Citigroup has a handful of live marketplaces up and running overseas, in places like Eastern Europe and Latin America, and is building the infrastructure for ChemConnect, a U.S. marketplace for the chemical industry, Ms. Cairns said.

“Marketplaces will change how companies trade,” she said. “Goods markets could see a lot more spot trading. Unfamiliar trading partners will now make payments online. Financial institutions will manage the risk through e-escrow services, electronic letters of credit, and insurance products.”

FSM.com will also benefit companies trading across borders, she said. A U.S. company could buy directly from unfamiliar companies abroad and potentially get a better price and access to products it could not have otherwise.

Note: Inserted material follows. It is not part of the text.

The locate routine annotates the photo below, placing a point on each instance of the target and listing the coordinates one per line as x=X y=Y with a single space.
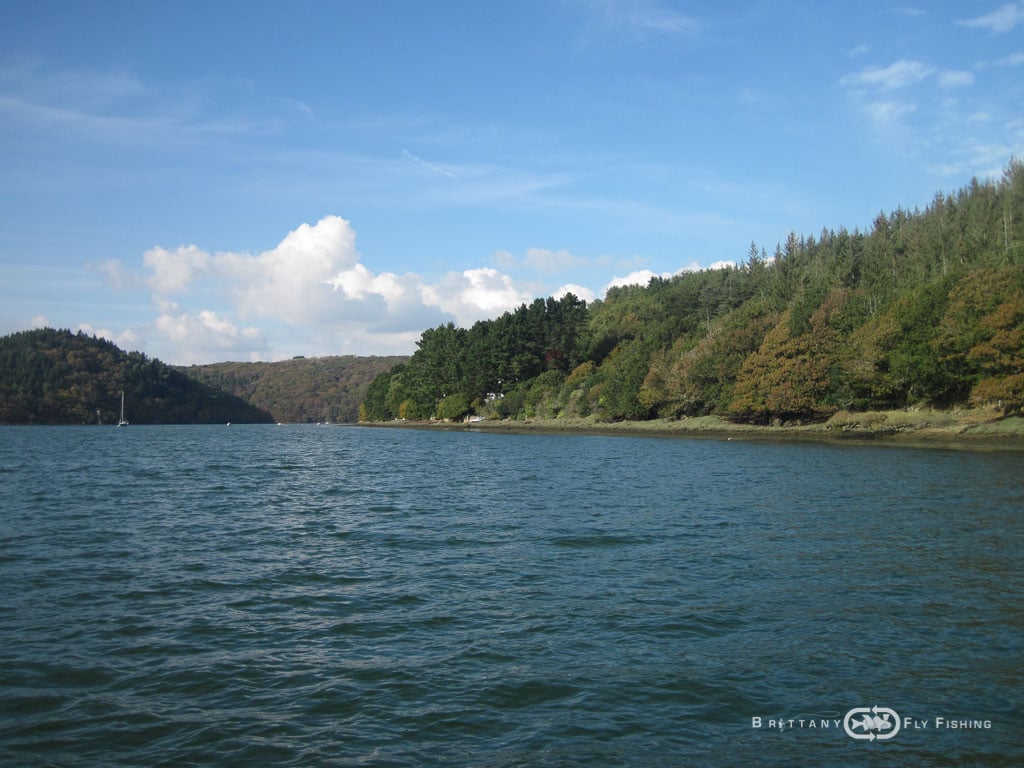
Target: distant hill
x=56 y=377
x=302 y=389
x=926 y=309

But as a type of bank consortium, FSM.com faces the same obstacles that have hindered other such groups. Integrion Financial Network, which was started five years ago to promote Internet banking and eventually drew more than a dozen banks, folded last year after failing to cope with the organizational challenges of operating with separate bank members.

A similar project to FSM.com on the consumer side is Spectrum LLC, a consortium for electronic bill payment and presentment. The Union, N.J.-based group, which was founded almost four years ago, has taken knocks for its tardiness in bringing its platform to market.

John Perry, chairman and CEO of Spectrum, said J.P. Morgan Chase & Co., First Union Corp., and Wells Fargo, which formed the consortium in October 1999, will be operating on its platform by June.

Mr. Ellis said a pilot test of FSM.com had been slated for the fourth quarter but “took a little longer to develop” than intended. The platform is now completed, a management team is in place, and FSM.com will be rolled out in the second quarter, he said.